The first quarter to be struck by the United States Mint was produced in 1796. Authorized by the Mint Act of 1792, it was part of the new monetary system of the United States, and was the final silver denomination (together with the dime) to be struck for production by the United States Mint. Silver and half dollars had first been struck for circulation in 1794, while half dimes were first struck during the previous year. With the dime and the quarter now being struck, 1796 marked the first year that all coins authorized by that Mint act were in circulation.
After production in 1796 the quarter dollar denomination was not produced until eight years later, in 1804. As the designs of the silver coins had been considerably changed at the time a new reverse design was introduced for the quarter at that time as well, making the 1796 quarter a one year type coin which now is highly valued by collectors of United States coins.
The quarter dollar is a somewhat odd denomination, whose origin can be traced back to Spanish colonial coinage, which was usually divided into 8 bits of 12 ½ cent each. A quarter was, in the early day, often nicknamed two bits, and thus composed of 25 cents. Even within the American monetary system the quarter is somewhat odd. A more logical order can be found of currency, where $20 is followed by $50, not by $25. While a twenty cent piece was tried in the United States in the 1870s it quickly failed, as the public was more used to the quarter dollar, which continues to be struck and used in the United States on an extremely large scale.

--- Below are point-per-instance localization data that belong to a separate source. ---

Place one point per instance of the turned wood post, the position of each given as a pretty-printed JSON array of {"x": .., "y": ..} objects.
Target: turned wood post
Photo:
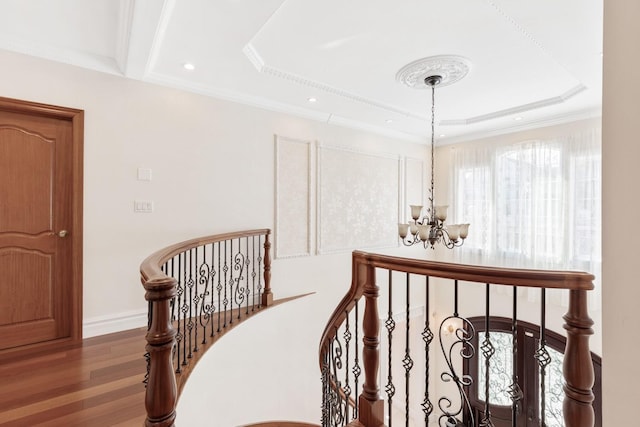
[
  {"x": 578, "y": 366},
  {"x": 267, "y": 296},
  {"x": 371, "y": 407},
  {"x": 161, "y": 394}
]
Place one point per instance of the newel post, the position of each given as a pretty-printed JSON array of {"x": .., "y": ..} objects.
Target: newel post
[
  {"x": 578, "y": 366},
  {"x": 161, "y": 393},
  {"x": 371, "y": 407},
  {"x": 267, "y": 296}
]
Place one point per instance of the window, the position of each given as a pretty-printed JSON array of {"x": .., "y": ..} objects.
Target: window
[{"x": 533, "y": 204}]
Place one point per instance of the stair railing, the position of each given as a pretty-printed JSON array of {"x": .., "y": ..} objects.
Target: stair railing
[
  {"x": 350, "y": 357},
  {"x": 196, "y": 291}
]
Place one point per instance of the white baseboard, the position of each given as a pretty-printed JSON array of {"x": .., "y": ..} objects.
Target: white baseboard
[{"x": 102, "y": 325}]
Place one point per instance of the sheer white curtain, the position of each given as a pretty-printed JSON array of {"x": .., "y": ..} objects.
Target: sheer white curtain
[{"x": 531, "y": 204}]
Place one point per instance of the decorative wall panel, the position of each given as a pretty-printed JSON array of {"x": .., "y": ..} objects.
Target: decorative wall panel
[
  {"x": 293, "y": 198},
  {"x": 358, "y": 200},
  {"x": 414, "y": 185}
]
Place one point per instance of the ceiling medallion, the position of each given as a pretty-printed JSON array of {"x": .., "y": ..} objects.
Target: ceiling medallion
[{"x": 450, "y": 67}]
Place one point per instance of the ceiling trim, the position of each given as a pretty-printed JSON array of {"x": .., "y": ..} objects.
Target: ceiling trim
[
  {"x": 256, "y": 59},
  {"x": 161, "y": 32},
  {"x": 517, "y": 109},
  {"x": 147, "y": 31},
  {"x": 104, "y": 64},
  {"x": 125, "y": 21},
  {"x": 268, "y": 104},
  {"x": 591, "y": 113}
]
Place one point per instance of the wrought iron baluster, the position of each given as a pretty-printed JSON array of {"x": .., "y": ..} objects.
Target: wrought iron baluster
[
  {"x": 324, "y": 421},
  {"x": 195, "y": 300},
  {"x": 253, "y": 272},
  {"x": 515, "y": 392},
  {"x": 356, "y": 365},
  {"x": 231, "y": 261},
  {"x": 463, "y": 337},
  {"x": 427, "y": 337},
  {"x": 247, "y": 264},
  {"x": 205, "y": 309},
  {"x": 225, "y": 268},
  {"x": 184, "y": 308},
  {"x": 214, "y": 273},
  {"x": 390, "y": 324},
  {"x": 407, "y": 362},
  {"x": 260, "y": 258},
  {"x": 488, "y": 350},
  {"x": 543, "y": 357},
  {"x": 219, "y": 288},
  {"x": 338, "y": 418},
  {"x": 347, "y": 388}
]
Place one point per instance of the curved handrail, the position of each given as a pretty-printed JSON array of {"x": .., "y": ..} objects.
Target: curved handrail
[
  {"x": 150, "y": 269},
  {"x": 161, "y": 292},
  {"x": 577, "y": 322}
]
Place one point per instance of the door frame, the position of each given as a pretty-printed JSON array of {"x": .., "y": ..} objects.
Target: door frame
[
  {"x": 553, "y": 339},
  {"x": 76, "y": 118}
]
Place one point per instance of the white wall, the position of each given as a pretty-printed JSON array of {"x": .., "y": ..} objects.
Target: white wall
[
  {"x": 621, "y": 151},
  {"x": 529, "y": 309},
  {"x": 213, "y": 171}
]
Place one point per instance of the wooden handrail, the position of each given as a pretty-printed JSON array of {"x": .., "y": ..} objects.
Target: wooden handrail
[
  {"x": 481, "y": 274},
  {"x": 162, "y": 390},
  {"x": 578, "y": 368}
]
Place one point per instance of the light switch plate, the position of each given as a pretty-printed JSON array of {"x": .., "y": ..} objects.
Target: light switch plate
[
  {"x": 144, "y": 174},
  {"x": 143, "y": 206}
]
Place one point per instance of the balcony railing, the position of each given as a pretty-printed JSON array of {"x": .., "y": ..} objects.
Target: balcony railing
[
  {"x": 421, "y": 367},
  {"x": 197, "y": 290}
]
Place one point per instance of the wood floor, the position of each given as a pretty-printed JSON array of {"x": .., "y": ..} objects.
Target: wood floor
[{"x": 96, "y": 383}]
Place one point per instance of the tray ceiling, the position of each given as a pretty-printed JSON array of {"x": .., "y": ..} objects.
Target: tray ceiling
[{"x": 532, "y": 63}]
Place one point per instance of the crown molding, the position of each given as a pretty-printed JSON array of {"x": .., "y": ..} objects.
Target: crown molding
[
  {"x": 103, "y": 64},
  {"x": 591, "y": 113},
  {"x": 268, "y": 104},
  {"x": 123, "y": 37},
  {"x": 255, "y": 58},
  {"x": 517, "y": 109}
]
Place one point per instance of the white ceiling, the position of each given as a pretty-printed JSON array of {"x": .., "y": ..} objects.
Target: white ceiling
[{"x": 540, "y": 60}]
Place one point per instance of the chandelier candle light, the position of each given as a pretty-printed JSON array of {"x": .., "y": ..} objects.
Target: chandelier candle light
[{"x": 430, "y": 229}]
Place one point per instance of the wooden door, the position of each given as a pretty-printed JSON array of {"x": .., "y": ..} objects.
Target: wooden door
[{"x": 40, "y": 225}]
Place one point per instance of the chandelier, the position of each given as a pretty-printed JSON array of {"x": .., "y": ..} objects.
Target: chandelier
[{"x": 430, "y": 229}]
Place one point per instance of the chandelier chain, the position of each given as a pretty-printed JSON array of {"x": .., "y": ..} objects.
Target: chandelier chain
[
  {"x": 430, "y": 228},
  {"x": 433, "y": 126}
]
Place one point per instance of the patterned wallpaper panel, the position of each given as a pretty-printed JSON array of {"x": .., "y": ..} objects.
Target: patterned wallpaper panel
[
  {"x": 358, "y": 200},
  {"x": 293, "y": 198}
]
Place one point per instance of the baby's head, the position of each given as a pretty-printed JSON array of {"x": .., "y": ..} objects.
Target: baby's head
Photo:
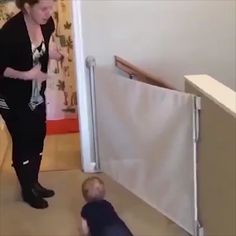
[{"x": 93, "y": 189}]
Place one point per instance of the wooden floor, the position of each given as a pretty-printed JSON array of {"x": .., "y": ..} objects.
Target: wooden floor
[{"x": 62, "y": 218}]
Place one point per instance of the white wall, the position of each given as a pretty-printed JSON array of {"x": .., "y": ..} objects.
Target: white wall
[{"x": 167, "y": 38}]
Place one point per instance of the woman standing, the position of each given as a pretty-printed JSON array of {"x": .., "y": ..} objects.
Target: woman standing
[{"x": 25, "y": 49}]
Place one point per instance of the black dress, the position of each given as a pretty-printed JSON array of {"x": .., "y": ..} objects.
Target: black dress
[{"x": 102, "y": 219}]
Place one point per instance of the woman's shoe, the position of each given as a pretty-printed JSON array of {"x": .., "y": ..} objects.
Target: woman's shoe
[
  {"x": 43, "y": 192},
  {"x": 34, "y": 200}
]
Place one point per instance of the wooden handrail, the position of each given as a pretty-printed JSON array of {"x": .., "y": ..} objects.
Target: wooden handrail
[{"x": 140, "y": 75}]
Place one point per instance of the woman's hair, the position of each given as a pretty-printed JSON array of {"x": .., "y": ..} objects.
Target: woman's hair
[
  {"x": 93, "y": 189},
  {"x": 20, "y": 3}
]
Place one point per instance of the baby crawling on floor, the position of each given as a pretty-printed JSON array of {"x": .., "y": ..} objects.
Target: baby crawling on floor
[{"x": 99, "y": 217}]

The first quarter dollar was designed by Robert Scot, whose draped bust design was used on virtually all denominations, up until the early 19th century. A Philadelphia woman, named William Bingham, is said to have been the woman who sat for the portrait used on these coins. In 1804, when the second quarter dollar issue was struck, the reverse used a heraldic eagle, but in 1796 a small eagle reverse was used. This design was only produced for a few short years on the silver denominations making the 1796 quarter dollar the only possible year that this reverse could be used on this somewhat odd denomination.